Real-Time Tick Data
Financial Tick Data for Smart Contracts
The first problem the Morpher Chain solves is the Data for Smart Contracts. The data will be readily available through special contract calls, caught by the validator, and directly answered without much EVM interaction. On another EVM compatible chain, this will either trigger a callback or simply will be unanswered - in other words, its backwards compatible.
There is several ways to achieve this, for example:
- Introducing a new OP Code for Smart Contracts. This way a contract could fire an opcode and get back a specific value
- Doing a callback simulation by which a new transaction will be inserted by a validator in the same block that answers a callback directly
- Write before Read simulation: A contract that reads a value, e.g. for AAPL, will read an existing smart contract. The EVM catches this contract call, updates the storage slot accordingly, before the read is done.
Method 1: Custom OP Code
It would extend the current VM opcodes of the EVM and get a new opcode for getting the asset-prices. This functionality has been added to YUL in March 2021 https://github.com/ethereum/solidity/issues/11430 and is now available as verbatim calls. It would be possible to use a new opcode that simply does not exist on a regular EVM and would simply return nothing. The drawback is, its not backwards compatible and potentially errors out.
The EVM handler has a custom opcode implemented and look up the last tick price for a specific asseti of the type “typeOfAsset” and returns the value directly at the time where its needed.
This, of course, has the drawback of not being backwards compatible, because the extended OP code makes Morpher-Chain an EVM Superset of the EVM.
On other clients not implementing the EVM opcodes it might error out or simply not work, but it is very fast.
Method 2: Callback Block Injection ✅
Another method is a callback block injection, which solves the following Problem:
In current systems the flow is to set off a call to an Oracle Smart Contract at B block-number. An external entity would then listens to an Event, which then answers itself with a transaction in B+N blocks after the initial transaction started. Where N ≥ 1.
In the Morpher Chain the transaction can be answered in the same block, causing zero delay, with the most updated tick data.
It is worth highlighting here that the only delay introduced is the one on the wire - that is, between the validator and the broker. The operation itself does not cause any delay as the most updated tick data is already available at the time of mining the block and will be used to provide the EURUSD rate.
This method is also fully backwards compatible to other chains. On chains not supporting callback block injection, it will default back to answering with a callback in a following transaction after the event was emitted. Just as a regular transaction would. It can then also make use of any secure enclave model Provable Things provides or API3 does with
Method 3: Write-before-Read or Simulated-Read
Another method could be a write-before-read or a simulated read.
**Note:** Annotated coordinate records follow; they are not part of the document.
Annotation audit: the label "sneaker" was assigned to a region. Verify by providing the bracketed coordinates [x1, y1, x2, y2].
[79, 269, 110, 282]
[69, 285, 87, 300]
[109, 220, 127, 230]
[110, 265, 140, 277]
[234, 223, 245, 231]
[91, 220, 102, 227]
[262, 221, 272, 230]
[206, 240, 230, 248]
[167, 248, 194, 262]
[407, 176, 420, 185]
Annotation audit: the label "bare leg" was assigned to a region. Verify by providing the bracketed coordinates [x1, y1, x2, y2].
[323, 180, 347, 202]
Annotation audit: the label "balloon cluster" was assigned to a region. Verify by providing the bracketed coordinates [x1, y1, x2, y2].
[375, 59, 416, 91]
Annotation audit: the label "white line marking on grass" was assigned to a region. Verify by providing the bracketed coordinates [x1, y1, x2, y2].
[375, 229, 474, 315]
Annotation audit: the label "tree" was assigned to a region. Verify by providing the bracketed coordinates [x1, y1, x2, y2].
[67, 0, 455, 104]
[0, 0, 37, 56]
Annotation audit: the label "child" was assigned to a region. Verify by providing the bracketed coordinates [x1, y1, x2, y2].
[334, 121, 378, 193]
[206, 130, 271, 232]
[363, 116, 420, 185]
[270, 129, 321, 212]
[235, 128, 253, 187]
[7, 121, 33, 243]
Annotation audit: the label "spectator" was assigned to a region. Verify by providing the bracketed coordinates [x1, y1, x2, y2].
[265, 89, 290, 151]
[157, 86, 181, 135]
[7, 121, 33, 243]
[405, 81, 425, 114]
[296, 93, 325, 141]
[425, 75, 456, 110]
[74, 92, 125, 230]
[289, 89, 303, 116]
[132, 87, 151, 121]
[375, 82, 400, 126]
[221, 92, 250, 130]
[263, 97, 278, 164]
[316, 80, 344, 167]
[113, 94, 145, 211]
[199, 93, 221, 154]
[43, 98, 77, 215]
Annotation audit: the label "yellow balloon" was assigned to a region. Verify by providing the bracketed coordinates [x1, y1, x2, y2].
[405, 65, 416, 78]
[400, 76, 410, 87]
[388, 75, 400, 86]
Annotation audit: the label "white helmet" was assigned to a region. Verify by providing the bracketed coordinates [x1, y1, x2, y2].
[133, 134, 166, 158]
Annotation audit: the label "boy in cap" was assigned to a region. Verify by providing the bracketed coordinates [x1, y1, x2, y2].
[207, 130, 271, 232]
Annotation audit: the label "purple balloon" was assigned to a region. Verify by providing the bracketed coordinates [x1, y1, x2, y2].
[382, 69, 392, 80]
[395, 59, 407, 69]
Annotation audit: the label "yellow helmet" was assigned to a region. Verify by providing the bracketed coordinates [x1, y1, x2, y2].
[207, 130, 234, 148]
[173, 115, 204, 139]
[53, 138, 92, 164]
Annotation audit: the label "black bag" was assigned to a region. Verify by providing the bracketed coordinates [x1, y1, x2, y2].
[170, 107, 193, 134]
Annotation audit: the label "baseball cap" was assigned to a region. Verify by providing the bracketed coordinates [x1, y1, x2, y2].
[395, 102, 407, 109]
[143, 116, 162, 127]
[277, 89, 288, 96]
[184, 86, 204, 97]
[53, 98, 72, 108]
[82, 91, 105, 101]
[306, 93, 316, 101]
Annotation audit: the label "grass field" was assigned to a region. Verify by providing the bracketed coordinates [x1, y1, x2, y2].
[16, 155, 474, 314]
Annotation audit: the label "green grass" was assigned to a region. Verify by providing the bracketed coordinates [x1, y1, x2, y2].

This would mean a contract A would call an Oracle Contract. Upon calling this contract the EVM would intercept that call and either update the storage slot of the called Oracle Contract with the right value, or outright simulate the storage slots value.
Discussion
All three methods could be implemented on a custom chain. Since oracles are already known to work with the request/callback flow, the Method 2, Callback injection is the preferred method.
Another point is the economics. A Data Provider needs to be rewarded for providing good data feeds. In this case, an oracle call can directly forward native gas tokens or any other erc20 based tokens to the data provider through the request model. It also opens up more options for a smart contract based governance model for data providers which work cross chain.